Conductive hearing loss. Increased compliance. Depending on the dislocation site, the ipsilateral and contralateral stapedial reflex can be affected.

Diagnosis requires a scan, and treatment comes in the form of surgical intervention (ossiculoplasty).

Abnormalities in the ossicular chain: minor aplasia.

Aplasia in the ossicular chain has a prevalence of around 10 in every 20000 births and is bilateral in around 30-40% of cases. Malformation of the ossicles can also be accompanied by abnormal pinna and/or ear canal development. The inner ear is generally normal.

Symptoms: conductive hearing loss

Diagnosis is by scan, and treatment can be either surgical or prosthetic.

Conductive hearing loss with an abnormal tympanic membrane :

Acute otitis media:   acute infection of the middle ear cavity, which fills with fluid.

Symptoms: otalgia, fever, hearing loss.

Causes are generally bacterial, but can also be viral.

Very common in children under the age of 2 years, but can be seen at any age.

Requires rapid care as it can lead to complications and infection of the posterior cavities (known as mastoiditis). There is also a risk of meningitis and brain abscess.

Myringotomy is commonly undertaken to reduce pain and fever, as well as allowing a bacteriological sample to be taken for testing.

Inspection of the eardrum on the left shows an acute otitis media: the eardrum has thickened, become opaque and bloated, with visible hypervascularisation. The malleus is less visible and its handle causes a depression at its join with the tympanic membrane. Pus is also visible behind the membrane (yellow), and the pyramid of light is absent.

Otitis media serosa:  this is cause by excessive serous fluid in the middle ear caused by decreased airation by restriction of the eustachian tube.

Symptoms: hearing loss, slight otalgia, a feeling of being blocked up.

Very common between 2 and 4 years, but can also occur in adults. One possible treatment is the use of a tympanostomy tube ("grommets"; see photo).

In adults, it is important to rule out a potential tumour of the the tympanic cavity.

Aftereffects of otitius media serosa: This image depicts an atrophic tympanic membrane, leading to a general retraction of the membrane and causing a reduction of the volume of middle ear (also known as middle ear atelectasis).

Note the retraction of the eardrum in the pars flaccida (1), the malleus is abnormally visible as it has been molded by the retracted membrane (2); the incus also has abnormal contact with the membrane (3). Retraction of the tympanic membrane is also visible in the pars tensa (4).

Tympanic perforation:

Symptoms: hearing loss (<30 dB if isolated), and some associated otorrheoa.

Otoscopic characteristics: central perforation (with respect to the the annular ligament).

Can be treated surgically by closing the perforation (tympanoplasty).

If the hearig loss is greater than 30 dB, damage to the ossicular chain should be investigated.

Pockets of tympanic retraction and cholesteatoma:

Symptoms: hearing loss with or without otorrhoea.

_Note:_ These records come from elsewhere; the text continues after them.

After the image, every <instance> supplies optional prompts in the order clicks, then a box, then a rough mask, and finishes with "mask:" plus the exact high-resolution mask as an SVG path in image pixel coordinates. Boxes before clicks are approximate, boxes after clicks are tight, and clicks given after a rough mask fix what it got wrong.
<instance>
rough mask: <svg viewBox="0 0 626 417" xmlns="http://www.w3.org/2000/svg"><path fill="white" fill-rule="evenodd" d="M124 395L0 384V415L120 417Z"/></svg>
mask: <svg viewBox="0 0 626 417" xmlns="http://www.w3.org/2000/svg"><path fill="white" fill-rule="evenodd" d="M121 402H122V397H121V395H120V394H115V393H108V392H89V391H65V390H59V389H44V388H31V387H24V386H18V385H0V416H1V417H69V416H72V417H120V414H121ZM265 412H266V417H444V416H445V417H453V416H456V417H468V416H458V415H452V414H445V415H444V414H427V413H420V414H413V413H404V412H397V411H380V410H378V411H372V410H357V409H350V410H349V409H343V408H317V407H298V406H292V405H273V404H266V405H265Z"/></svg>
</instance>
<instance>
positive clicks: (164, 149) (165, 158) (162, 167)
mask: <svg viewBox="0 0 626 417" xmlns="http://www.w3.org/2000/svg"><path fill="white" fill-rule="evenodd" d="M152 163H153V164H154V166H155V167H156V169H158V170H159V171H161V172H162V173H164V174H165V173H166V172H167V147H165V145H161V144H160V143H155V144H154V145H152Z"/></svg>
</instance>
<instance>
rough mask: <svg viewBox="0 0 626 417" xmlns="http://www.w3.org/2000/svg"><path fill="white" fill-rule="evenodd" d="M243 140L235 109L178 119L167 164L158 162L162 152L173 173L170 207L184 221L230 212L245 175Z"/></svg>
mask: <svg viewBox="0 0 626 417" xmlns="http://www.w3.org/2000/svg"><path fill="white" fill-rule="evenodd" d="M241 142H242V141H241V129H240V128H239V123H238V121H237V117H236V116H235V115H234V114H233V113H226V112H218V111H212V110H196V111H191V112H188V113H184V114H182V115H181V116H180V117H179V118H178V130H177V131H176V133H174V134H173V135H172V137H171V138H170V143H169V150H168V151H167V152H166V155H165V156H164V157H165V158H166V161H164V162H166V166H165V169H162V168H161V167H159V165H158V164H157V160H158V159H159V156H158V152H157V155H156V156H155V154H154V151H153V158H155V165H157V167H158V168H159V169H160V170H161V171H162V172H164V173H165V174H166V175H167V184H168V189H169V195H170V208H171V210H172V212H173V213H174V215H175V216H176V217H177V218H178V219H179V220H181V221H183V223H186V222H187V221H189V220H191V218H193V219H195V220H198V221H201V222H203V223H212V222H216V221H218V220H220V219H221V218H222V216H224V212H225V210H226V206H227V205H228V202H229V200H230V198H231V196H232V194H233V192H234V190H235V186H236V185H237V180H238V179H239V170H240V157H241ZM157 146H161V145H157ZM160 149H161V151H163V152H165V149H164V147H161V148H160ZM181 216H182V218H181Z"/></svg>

This is caused by repeated otitis during childhood and is an evolutive disease of the middle ear that damages adjacent  structures. Development is slow but can be serious (meningitis, facial paralysis). The first stage is the pocket of retraction, which can then develop into a cholesteatoma (a tumour in the epidermis which is benign but grows slowly but aggressively, damaging middle ear structures and even the inner in in extreme cases).

Otoscopic characteristics: peripheral perforation, enlargement of the bone. In fact this case isn't a real perforation as the eardrum is still intact, it has just been sucked in towards the bottom of the tympanic cavity.

Cholesteatoma is characterised by an accumulation of squamal cells in the retracted region. A break in the ossicular chain is classic, and it can sometimes affect the inner ear, which is reflected in a mixed hearing loss (reduction in air and bone conduction). In most cases, treatment involves surgery.

Fibroadhesive otitis:

Symptoms: hearing loss.

This is an inflammation of the tympanic cavity and the eardrum. Symphysis of the eardrum and the mucous in the middle ear by inflammatory connective tissue.

Otoscopic characteristics: thick, opaque tympanic membrane. No structures are identifiable.

Develops to a mixed hearing loss.

Unfortunately, little can be done to treat this condition.